Bravo Doug !! :big: 

A 1st time running engine is thrilling !! I remember my 1st running engine too. Put a LOT of work into the build and was very excited to see it run on the very 1st try 

Congrats !! Welcome aboard this board woohoo1

Mike


----------



## zeeprogrammer (Sep 30, 2009)

Great job Doug. Yeah, the first engine is really exciting. Make some more!


----------



## rake60 (Sep 30, 2009)

Very well done Doug!

I'm sure you will build many more but none of them 
will ever be the same as seeing that first one come
to life.

Rick


----------



## bearcar1 (Sep 30, 2009)

BRAVO! Doug. The Pug has become one of my 'favorites' as far as smaller engines are concerned, although I have not yet built one. I have been thinking about it in my mind and seeing yours is "shaming" me closer to starting one ;D

Well done.

BC1
Jim


----------



## ttrikalin (Sep 30, 2009)

Doug, wEc1
very neat. :bow: runs great - where did you get plans? 
t


----------



## Doug (Oct 1, 2009)

Thanks everyone. It is a good feeling when something new runs as it is supposed to. A sense of achievement I suppose. 
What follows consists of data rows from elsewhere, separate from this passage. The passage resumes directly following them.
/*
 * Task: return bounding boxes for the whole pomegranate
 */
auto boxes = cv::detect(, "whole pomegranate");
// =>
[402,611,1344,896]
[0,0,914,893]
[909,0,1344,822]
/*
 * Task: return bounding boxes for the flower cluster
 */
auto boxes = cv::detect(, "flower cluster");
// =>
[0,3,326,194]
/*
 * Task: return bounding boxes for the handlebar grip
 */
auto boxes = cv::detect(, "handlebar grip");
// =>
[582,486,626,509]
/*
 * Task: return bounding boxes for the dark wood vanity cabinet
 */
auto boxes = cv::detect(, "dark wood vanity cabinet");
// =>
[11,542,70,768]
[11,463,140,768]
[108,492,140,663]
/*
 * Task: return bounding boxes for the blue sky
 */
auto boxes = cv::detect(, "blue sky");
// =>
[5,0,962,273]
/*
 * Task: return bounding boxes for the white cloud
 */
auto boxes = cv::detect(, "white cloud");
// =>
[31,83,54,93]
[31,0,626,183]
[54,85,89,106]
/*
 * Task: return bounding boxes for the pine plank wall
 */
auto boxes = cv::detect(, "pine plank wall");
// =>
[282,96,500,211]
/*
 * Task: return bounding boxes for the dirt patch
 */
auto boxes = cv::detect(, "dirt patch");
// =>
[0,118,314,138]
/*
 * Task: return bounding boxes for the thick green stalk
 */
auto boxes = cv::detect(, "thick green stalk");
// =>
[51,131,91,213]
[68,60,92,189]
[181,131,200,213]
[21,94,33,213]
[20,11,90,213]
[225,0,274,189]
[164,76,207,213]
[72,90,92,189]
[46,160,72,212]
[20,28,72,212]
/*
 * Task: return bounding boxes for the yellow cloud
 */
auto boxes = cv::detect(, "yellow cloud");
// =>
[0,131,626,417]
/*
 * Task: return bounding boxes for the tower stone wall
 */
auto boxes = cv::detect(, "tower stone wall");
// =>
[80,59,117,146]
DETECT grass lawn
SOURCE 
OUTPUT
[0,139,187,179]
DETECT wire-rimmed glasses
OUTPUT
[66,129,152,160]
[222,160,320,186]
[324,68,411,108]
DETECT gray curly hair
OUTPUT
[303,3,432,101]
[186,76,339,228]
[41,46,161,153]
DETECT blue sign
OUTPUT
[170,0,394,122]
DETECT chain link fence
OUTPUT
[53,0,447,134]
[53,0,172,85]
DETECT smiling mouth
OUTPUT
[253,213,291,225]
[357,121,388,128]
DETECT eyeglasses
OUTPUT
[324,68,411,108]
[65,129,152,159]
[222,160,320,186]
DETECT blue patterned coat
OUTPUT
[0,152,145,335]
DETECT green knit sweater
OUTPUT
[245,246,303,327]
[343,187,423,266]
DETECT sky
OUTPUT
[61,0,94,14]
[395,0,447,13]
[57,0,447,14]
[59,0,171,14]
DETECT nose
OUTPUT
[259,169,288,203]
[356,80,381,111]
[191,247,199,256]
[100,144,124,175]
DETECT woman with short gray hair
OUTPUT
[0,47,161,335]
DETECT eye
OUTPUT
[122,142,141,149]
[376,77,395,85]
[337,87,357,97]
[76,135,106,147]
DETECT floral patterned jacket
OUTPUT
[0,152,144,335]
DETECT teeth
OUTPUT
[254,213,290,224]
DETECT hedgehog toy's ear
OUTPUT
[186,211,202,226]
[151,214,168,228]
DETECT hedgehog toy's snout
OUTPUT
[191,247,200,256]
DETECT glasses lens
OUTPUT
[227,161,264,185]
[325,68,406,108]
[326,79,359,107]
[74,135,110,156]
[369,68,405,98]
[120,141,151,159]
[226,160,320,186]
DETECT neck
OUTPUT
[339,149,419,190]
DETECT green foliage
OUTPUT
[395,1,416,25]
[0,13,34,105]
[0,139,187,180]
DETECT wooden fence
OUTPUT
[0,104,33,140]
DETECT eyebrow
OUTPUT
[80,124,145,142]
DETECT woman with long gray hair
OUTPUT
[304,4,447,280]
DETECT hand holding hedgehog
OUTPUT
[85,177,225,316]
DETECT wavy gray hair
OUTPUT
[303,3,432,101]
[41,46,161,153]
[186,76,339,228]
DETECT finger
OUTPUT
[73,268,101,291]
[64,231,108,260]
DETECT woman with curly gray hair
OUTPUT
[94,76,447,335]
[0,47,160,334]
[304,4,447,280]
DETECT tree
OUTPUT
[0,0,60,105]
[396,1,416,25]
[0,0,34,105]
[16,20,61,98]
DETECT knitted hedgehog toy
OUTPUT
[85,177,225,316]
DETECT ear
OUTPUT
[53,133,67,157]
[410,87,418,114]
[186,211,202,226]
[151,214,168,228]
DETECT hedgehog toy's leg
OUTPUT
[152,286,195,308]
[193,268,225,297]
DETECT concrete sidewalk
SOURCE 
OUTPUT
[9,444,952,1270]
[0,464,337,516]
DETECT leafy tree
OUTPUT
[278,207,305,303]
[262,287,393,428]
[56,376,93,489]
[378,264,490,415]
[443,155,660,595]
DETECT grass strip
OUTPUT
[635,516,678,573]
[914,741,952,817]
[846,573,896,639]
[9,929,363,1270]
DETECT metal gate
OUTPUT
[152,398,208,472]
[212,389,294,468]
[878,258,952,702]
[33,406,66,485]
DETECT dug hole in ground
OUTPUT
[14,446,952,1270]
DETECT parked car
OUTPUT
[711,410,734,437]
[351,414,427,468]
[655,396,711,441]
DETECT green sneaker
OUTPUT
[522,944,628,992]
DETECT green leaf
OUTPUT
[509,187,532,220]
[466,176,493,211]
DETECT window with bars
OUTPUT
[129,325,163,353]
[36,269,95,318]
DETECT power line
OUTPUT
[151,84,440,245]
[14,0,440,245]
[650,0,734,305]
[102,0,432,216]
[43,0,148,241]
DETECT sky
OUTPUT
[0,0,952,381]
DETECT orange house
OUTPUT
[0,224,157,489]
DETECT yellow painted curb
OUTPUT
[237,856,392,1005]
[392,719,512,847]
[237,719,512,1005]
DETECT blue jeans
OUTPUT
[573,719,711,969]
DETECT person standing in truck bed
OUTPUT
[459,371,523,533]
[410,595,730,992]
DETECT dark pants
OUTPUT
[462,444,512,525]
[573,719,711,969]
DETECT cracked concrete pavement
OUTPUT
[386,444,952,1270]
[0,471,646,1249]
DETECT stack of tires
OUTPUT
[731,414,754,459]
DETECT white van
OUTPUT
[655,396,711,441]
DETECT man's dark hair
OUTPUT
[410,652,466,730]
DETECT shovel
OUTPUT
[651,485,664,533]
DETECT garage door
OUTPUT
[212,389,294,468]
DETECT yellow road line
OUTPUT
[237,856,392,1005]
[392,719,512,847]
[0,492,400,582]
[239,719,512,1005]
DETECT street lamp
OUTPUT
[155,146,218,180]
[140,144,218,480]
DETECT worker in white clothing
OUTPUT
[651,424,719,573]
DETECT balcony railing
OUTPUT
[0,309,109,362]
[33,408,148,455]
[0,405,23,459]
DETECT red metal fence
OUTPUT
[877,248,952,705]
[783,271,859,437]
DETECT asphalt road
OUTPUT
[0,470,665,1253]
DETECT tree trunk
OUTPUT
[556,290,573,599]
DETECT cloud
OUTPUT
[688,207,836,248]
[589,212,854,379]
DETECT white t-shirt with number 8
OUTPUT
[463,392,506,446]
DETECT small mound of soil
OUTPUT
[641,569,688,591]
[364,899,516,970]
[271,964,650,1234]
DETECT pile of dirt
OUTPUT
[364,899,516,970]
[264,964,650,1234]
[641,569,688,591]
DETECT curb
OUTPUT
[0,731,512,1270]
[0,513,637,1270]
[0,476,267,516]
Anyway, ttrikalin, I got the plans from this very site, have a look in Downloads at the top left of the menu on this page and they are there.

I'll definitely make another, goodness knows what as I don't want to overtax my limited skills but there are lots of plans out there for beginners like me, it's just a matter of choosing which one I feel confident about.

Thanks again.

Doug


----------



## ozzie46 (Oct 1, 2009)

Good feeling isn't it? It takes a little bit but you will be able to walk around without that floating feeling. :big: :big: Good job.


Ron


----------



## SignalFailure (Oct 1, 2009)

Doug, that's great, let's see some photos too!

Jim, get on with it! ;D


----------



## arnoldb (Oct 1, 2009)

Welcome Doug, and well done Thm: - and to echo Paul, how about some photos ? ;D

Regards, Arnold


----------



## CrewCab (Oct 1, 2009)

Nice one Doug ;D .......... and welcome aboard 

CC


----------



## Doug (Oct 3, 2009)

OK I've bowed to the pressure so here's a few pics. The pics aren't brilliant so just bear in mind that I'm a truck driver, not a photographer nor a machinist. I'll get round to putting the engine on a suitable base when I find a decent piece of wood

I've had the lathe about 2 years, I got it from Chesters in the UK. I also bought an Axminster XI mill earlier this year.

The bike is a 1977 Moto Guzzi Le-Mans.



























Regards

Doug


----------



## vlmarshall (Oct 3, 2009)

Ooo, ooo, more bike pics!


----------



## ileed (Oct 3, 2009)

I have searched the downloads, etc, and I am unable to find plans for the pug. Can you post a link to the plans?

Thanks


----------



## bearcar1 (Oct 3, 2009)

"leed, hello. Go to the downloads section again, it is listed under the title of "Pug -- a simple piston valve engine" and is the last heading on the first page (at lest when I look it is) Good luck with your endeavors. 

BC1
Jim


----------